Figure 3

MOZ-TIF2 inhibits the transcriptional activation of ER and AR. A. MOZ-TIF2 (MT2) and ER activity. pVit-TKSL, an estrogen response element-driven luciferase reporter plasmid was co-transfected into CV-1 cells with an estrogen receptor expression vector and pCDNA3.1-MOZ, pCDNA3.1-MOZ-TIF2 (MT2), pCDNA3.1-TIF2 or vector alone. B and C. MOZ-TIF2 and AR activity. Two androgen response element-driven luciferase reporter systems were employed. B shows the effect of a plasmid that contains a full length PSA promoter (PL) with multiple androgen response element sites and C shows the effect of a plasmid containing a minimum PSA promoter (PC) with only two androgen response elements. Both ARE-containing reporter plasmids were co-transfected with an androgen receptor expression vector and either pCDNA3.1-MOZ, pCDNA3.1-MOZTIF2 (MT2), pCDNA3.1-TIF2 or vector alone. 5α-dihydrotestosterone (DHT) was added to a final concentration of 50 nM, the cells collected and luciferase activity measured as described above. Double or single stars represent a significant difference at P < 0.01 or P < 0.05 level respectively by the two tail Student T- test compared to the transfection with MOZ-TIF2 in the ligand added condition.
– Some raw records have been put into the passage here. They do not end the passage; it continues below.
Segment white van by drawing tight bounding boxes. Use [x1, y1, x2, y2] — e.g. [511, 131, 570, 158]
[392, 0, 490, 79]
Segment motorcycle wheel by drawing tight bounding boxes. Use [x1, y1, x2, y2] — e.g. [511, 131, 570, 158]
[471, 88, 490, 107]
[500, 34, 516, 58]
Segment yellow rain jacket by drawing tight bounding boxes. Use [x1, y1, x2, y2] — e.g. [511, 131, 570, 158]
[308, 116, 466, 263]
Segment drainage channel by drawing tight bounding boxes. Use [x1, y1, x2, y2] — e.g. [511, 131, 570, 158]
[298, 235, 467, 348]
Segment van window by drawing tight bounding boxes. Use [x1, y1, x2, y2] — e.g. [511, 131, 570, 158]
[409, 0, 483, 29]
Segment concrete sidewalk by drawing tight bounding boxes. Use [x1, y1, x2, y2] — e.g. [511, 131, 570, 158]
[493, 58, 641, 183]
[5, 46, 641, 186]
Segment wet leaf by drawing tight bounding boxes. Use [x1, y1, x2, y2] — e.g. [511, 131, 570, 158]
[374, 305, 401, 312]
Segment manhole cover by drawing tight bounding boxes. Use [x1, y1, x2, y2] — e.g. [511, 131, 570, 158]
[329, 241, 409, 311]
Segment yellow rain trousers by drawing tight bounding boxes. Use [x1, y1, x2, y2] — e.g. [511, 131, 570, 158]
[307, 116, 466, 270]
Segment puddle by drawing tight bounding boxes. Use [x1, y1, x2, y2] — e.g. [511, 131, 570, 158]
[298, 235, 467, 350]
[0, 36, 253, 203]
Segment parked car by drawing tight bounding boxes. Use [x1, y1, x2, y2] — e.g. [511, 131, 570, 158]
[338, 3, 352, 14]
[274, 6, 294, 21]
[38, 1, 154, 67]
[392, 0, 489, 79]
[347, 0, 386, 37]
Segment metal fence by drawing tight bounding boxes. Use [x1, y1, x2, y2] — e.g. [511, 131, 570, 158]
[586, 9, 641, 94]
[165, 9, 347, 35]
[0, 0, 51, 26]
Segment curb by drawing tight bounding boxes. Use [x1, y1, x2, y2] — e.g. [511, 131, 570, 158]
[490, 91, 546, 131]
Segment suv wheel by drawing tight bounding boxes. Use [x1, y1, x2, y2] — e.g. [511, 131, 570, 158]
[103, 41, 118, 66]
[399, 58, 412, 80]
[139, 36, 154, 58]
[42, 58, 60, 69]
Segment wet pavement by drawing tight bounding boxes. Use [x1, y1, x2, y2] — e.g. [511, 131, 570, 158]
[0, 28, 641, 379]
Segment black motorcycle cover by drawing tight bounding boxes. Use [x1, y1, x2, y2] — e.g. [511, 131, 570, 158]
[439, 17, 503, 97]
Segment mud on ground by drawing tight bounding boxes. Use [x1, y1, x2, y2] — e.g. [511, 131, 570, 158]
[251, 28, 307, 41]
Open bars, 50 nM estradiol (A) or DHT (B and C). Dark bars, no added estradiol (A) or DHT (B and C). The numbers on top of the open bars, i.e. added ligand, are the ratios of light units in presence of the ligand to light units in the absence of ligand. The percentage inhibition noted in the text was calculated from the percent of light units resulting from induction by estrogen in MOZ-TIF2 expressing cells compared to pcDNA-transfected control cells subtracted from 100%.